When I say "DSD-like" what do I mean? DSD, strictly speaking, is a trademark developed by Sony and Philips (and currently owned by Sonic Studio, LLC). It stands for Direct Stream Digital and refers specifically to a 1-bit format at a sample rate of 2.8224MHz. But the term is now being widely used to refer to a broad class of formats which encode the audio signal using the output of a Sigma-Delta Modulator (SDM). An SDM can be configured to operate at any sample rate you like and with any bit depth you like. For example, the output of an SDM could even be a conventional PCM bitstream and such an SDM can actually pass a PCM bitstream through unchanged. A key limitation of an SDM is that they can be unstable when configured with a 1-bit output stream. However, this instability can be practically eliminated by using a multi-bit output. For this reason, most modern PCM DACs will upconvert (or ‘Over-Sample’) the incoming PCM before passing it through an SDM with an output bit depth of between 3 and 5 bits. This means that the physical D-to-A conversion is done with a 3- to 5-stage resistor ladder, which can be easily implemented.

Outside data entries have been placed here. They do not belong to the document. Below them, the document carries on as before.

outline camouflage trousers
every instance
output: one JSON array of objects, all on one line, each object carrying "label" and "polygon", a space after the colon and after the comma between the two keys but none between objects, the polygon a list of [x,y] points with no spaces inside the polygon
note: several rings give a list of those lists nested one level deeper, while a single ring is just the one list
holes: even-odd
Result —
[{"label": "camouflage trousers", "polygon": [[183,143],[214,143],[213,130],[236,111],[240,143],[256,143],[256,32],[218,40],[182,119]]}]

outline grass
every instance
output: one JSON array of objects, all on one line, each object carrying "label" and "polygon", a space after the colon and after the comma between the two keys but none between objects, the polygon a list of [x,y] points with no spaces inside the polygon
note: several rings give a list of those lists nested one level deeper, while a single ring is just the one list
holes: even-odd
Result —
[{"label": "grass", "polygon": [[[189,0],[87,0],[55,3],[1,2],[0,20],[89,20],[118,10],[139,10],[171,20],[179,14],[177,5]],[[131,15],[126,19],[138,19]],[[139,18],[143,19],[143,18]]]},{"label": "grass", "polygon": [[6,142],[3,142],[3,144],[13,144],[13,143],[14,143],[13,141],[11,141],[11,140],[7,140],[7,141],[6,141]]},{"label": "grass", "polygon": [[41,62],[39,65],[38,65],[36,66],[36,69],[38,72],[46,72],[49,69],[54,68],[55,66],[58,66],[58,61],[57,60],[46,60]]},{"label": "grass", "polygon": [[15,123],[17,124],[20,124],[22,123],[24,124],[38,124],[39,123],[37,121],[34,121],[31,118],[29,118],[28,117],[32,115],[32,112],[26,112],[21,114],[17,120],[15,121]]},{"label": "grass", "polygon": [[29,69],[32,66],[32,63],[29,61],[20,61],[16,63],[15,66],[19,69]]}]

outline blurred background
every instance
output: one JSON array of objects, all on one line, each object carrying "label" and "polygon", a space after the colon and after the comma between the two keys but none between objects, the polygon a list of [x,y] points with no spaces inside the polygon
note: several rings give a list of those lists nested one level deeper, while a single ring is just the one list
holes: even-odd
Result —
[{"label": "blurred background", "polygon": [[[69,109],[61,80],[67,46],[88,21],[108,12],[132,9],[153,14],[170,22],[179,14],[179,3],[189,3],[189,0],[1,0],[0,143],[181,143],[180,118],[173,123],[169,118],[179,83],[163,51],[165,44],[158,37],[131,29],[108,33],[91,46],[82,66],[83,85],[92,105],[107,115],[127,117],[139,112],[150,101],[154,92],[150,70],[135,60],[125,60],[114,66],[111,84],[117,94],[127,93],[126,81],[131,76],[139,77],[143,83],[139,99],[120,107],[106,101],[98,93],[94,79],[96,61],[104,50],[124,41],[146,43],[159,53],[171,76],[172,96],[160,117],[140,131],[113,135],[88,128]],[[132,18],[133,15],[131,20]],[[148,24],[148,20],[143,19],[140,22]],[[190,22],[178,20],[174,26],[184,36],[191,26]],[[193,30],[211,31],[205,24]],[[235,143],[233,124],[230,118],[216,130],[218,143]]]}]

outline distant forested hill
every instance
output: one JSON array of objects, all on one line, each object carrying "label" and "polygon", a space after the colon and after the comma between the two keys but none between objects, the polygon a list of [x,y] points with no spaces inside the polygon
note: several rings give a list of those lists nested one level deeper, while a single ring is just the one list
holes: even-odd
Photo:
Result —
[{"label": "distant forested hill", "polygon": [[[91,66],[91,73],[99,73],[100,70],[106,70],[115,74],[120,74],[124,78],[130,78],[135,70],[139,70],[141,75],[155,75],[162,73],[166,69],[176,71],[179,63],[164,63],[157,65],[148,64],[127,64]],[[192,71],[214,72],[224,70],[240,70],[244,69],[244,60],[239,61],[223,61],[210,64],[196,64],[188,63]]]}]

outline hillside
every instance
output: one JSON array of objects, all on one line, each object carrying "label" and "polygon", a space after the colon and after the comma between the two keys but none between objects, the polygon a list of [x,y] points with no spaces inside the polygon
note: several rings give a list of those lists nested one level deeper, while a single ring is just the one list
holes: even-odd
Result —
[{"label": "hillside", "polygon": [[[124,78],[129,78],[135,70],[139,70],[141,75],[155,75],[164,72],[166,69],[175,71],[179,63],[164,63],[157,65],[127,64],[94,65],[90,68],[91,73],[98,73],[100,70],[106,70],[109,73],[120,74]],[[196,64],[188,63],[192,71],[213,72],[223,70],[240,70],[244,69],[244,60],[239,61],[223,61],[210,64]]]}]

These SDM-based DACs are so effective that today there are hardly any R-2R ladder DACs in production, and those that are
such as the Light Harmonic Da Vinci
can be eye-wateringly expensive. The intermediate conversion of an incoming signal to a DSD-like format means that, in principle, any digital format (including DSD) can be readily supported, as evidenced by the plethora of DSD-compatible DACs on the market today. Because these internal conversions are performed entirely in the digital domain, manufacturers typically produce complete chip sets capable of performing all of the conversion functionality on-chip, driving the costs down considerably when compared to an R-2R ladder approach. The majority of DACs on the market today utilize chip sets from one of five major suppliers
ESS, Wolfson, Burr-Brown (TI), AKM, and Philips
– although there are others as well.
Interestingly, all of this is behind the recent emergence of DSD as a niche in-demand consumer format. In a previous post I showed that almost all ADCs in use today use an SDM-based structure to create a ‘DSD-like’ intermediate format which is then digitally converted to PCM. Today I showed the corollary in DAC architectures where incoming PCM is digitally converted to a ‘DSD-like’ intermediate format which is then converted to analog. The idea behind DSD is that you get to ‘cut out the middlemen’ - in this case the digital conversions to and from the ‘DSD-like’ intermediate formats. Back when SACD was invented the only way to handle and distribute music data which required 3-5GB of storage space was using optical disks. Today, not only do we have hard disks that can hold the contents of hundreds upon hundreds of SACDs, but we have an internet infrastructure in place that allows people to download such files as a matter of convenience. So if we liked the sound of SACD, but wanted to implement it in the more modern world of computer-based audio, the technological wherewithal now exists to support a file-based paradigm similar to what we have become used to with PCM. This is what underpins the current interest in DSD.
To be sure, the weak link of the above argument is that DSD is not the same as ‘DSD-like’, and in practice you still have to convert digitally between ‘DSD-like’ and DSD in both the ADC and the DAC. But a weak is link is not the same thing as a fatal flaw, and DSD as a consumer format remains highly regarded in many discerning quarters.